Her voice was raspy with anger, “This whole time you hid me away, afraid I was the problem. Thinking that your ‘goodness’ would be preserved without me there. And yet, here you are, sick, unhappy and rotting from the inside out. You had the gall to think that I created the whole mess.” She paced quickly back and forth, delivering her invective, “What you did endangered everything that we’ve worked for. What were all those man-projects for if not to change the very fabric of how women like us are judged? What was all of that advocacy energy worth if you weren’t going to use it to defend yourself from the arrows that you knew they would sling at us? I could be angry for lifetimes over rejecting me, but the worst was that you allowed yourself to be embarrassed of your truth. Our truth. The one we built together as allies in a bigger fight, the fight that you were called to lead. I was your pride and joy and you were mine, my sister self. We were one until you turned your most beloved companion into your most hated, ugly monster. All it did was made you hate yourself in the end. Don’t think I haven’t seen the ways in which you’ve tied yourself up in knots to punish yourself.

“Even though I know you did what you thought would keep our family safe – that you had little choice but to play by the rules – each day I’ve been in here is a day you’re not at your fullest, your brightest, your truest self. And you’re here because you finally figured it out. Making us whole is your last battle, bitch.”

Janet took the verbal berating, the shame falling off her shoulders like never before. It was truth.
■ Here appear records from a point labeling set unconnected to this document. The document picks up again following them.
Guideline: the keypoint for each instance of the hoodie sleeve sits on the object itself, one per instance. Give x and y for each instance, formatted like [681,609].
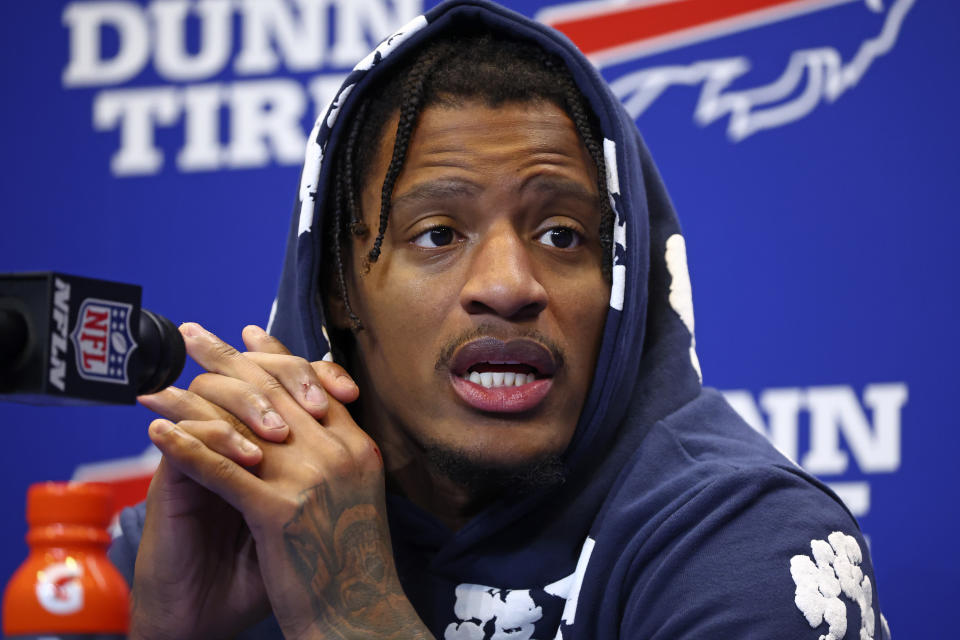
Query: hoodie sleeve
[760,554]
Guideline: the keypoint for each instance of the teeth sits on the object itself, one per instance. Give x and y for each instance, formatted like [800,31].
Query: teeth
[496,379]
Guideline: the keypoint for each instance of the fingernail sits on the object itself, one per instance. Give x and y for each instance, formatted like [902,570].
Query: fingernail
[161,427]
[248,447]
[345,381]
[192,329]
[315,395]
[272,420]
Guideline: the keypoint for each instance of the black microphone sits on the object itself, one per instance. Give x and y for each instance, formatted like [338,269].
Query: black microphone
[71,340]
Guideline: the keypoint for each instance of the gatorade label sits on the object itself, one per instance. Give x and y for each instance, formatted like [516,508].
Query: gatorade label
[59,589]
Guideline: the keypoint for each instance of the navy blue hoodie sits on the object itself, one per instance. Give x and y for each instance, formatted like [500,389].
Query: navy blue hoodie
[676,521]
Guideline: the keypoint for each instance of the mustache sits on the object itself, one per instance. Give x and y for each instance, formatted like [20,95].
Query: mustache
[490,330]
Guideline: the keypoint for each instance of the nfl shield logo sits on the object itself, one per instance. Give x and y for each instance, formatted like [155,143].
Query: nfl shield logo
[103,341]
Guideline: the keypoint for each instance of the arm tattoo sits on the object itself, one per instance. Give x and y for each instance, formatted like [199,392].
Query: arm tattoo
[342,553]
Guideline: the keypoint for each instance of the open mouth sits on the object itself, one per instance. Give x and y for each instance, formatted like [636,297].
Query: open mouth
[503,376]
[500,374]
[493,363]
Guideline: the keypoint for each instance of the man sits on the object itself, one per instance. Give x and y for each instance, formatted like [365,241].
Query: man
[484,237]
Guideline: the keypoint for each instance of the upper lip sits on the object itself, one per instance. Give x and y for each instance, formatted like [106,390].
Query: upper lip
[488,349]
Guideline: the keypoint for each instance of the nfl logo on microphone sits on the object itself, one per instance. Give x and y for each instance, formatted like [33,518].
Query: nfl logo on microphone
[103,341]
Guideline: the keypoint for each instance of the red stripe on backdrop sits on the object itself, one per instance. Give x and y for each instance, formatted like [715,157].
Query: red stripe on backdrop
[631,25]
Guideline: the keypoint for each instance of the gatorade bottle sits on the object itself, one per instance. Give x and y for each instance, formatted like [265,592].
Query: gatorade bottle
[67,588]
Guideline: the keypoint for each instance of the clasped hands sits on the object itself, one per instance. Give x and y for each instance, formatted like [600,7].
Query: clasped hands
[268,497]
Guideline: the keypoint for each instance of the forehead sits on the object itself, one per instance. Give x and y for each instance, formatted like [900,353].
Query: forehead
[512,142]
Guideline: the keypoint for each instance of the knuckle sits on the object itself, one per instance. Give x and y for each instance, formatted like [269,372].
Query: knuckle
[222,470]
[340,462]
[256,400]
[222,350]
[221,431]
[202,381]
[302,366]
[271,385]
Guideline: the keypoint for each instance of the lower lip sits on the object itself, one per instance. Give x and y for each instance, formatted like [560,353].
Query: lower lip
[502,399]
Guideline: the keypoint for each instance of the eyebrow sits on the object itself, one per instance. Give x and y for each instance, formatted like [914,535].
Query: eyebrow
[437,190]
[561,187]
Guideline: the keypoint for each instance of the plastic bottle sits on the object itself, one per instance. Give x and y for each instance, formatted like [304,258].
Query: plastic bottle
[67,587]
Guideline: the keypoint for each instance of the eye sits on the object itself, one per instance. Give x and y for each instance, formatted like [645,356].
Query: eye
[435,237]
[561,238]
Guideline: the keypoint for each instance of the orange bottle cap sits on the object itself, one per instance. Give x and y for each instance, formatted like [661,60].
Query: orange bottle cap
[69,502]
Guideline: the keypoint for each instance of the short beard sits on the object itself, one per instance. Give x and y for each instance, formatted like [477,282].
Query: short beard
[485,479]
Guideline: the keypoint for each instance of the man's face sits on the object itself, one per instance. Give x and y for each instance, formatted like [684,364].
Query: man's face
[484,313]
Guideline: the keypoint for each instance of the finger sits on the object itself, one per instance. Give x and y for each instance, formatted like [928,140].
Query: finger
[216,356]
[331,377]
[222,437]
[297,377]
[256,339]
[336,381]
[243,401]
[205,466]
[180,404]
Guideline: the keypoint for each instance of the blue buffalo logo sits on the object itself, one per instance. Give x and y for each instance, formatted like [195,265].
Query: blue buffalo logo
[611,32]
[103,341]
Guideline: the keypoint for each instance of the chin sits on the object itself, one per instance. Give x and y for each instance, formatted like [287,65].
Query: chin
[483,472]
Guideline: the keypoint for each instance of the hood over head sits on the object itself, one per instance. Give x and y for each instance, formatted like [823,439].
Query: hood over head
[647,367]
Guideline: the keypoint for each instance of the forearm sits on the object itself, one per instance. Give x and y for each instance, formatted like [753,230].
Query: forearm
[342,556]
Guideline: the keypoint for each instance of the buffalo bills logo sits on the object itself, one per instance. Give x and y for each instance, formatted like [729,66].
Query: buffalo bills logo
[102,340]
[747,92]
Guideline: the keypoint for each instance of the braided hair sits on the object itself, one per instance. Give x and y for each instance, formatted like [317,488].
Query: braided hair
[457,67]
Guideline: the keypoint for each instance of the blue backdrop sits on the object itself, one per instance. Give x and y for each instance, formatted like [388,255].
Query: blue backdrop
[810,147]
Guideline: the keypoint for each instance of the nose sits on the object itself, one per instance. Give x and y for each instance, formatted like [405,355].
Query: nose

It was angry truth, but it was truth and it was liberating to hear. This is what she came here for. Without a word, Janet nodded to the guard and the locks continued to click open and slide away, one by one. Janet stared at the Spider Queen, her human form just as menacing and mesmerizing even in her smug satisfaction of the release. When the final of the locks had dropped away, the guard stepped forward, “Ma’am, you are the only one with the key to the original lock.”

Once Janet saw the ornate wooden door with the intricate system of interlaced tumblers in the form of a web, she began to remember. She remembered that sorrowful day that MP volunteered to go into the cage, meant as a performative stop gap to satisfy judging forces. The tears welled in her eyes remembering the tender embrace as MP bravely stepped in. She began to remember all that MP had done for her – saving her life after her rape, picking her up and giving her new purpose. She fused their intellect with an irresistibly loving magnetism that encouraged to go through this same process – facing their demons through the safety of Janet’s acceptance.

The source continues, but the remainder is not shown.